Además la impasividad y negligencia del gobierno para aplicar las reformas político-electorales que permitan jugar las coaliciones para la elección de cuerpos colegiados, y las demás reformas pactadas en el Acuerdo de La Habana, muestran que el gobierno de Santos no le juega a que se garantice un congreso de la República comprometido con el proceso de paz, sino que ladinamente le juega al escenario presidencial que obligue a todos los demócratas a adherir a la candidatura que se comprometa a continuar el proceso, y a ganar luego con mermelada y corbatas a los indecisos, vacilantes y trepadores que lleguen al Congreso.

El PCC y la UP se apestan a participar en las elecciones de marzo, buscando la más amplia unidad que garantice que desde el Congreso se defienda y amplíe la búsqueda de la paz; y a participar en la búsqueda de la más amplia unidad que permita ganar la presidencia de la república.
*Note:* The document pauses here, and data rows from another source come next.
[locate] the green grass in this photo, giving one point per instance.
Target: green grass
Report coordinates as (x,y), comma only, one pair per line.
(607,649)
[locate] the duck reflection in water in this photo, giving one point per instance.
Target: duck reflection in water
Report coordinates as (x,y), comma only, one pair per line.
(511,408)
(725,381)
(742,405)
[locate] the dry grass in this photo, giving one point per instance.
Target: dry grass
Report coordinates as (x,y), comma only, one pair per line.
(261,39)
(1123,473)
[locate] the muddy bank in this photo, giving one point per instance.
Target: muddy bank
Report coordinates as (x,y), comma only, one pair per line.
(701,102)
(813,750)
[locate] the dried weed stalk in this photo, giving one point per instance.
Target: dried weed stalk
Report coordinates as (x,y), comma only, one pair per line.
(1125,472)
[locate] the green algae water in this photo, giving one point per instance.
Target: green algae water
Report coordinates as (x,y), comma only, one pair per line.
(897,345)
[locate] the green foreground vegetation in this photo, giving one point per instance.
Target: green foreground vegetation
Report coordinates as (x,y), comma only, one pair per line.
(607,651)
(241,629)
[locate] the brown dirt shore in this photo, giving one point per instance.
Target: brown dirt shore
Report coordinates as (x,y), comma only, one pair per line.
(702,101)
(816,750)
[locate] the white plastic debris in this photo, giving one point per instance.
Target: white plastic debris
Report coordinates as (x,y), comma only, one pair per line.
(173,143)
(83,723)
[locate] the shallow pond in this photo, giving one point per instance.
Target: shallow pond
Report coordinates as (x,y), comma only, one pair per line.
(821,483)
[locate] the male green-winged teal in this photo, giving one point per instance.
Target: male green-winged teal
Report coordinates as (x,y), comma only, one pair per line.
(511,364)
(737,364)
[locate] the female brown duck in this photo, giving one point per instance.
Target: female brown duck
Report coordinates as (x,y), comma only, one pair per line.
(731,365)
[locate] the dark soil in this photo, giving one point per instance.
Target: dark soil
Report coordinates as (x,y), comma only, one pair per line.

Pero nuestra participación no será per se y por eso la exigencia de garantías plenas, efectivas y sólidas al Estado para que se proteja a los candidatos populares y en particular a los de Unión Patriótica.

El pleno llama vincularse en las actividades de la conmemoración del centenario de la Revolución Bolchevique del 7 de noviembre y a las actividades de la conmemoración del bicentenario del fusilamiento de la heroína criolla Colombiana, símbolo de la mujer latinoamericana Policarpa Salavarrieta que se cumple el próximo 14 de noviembre.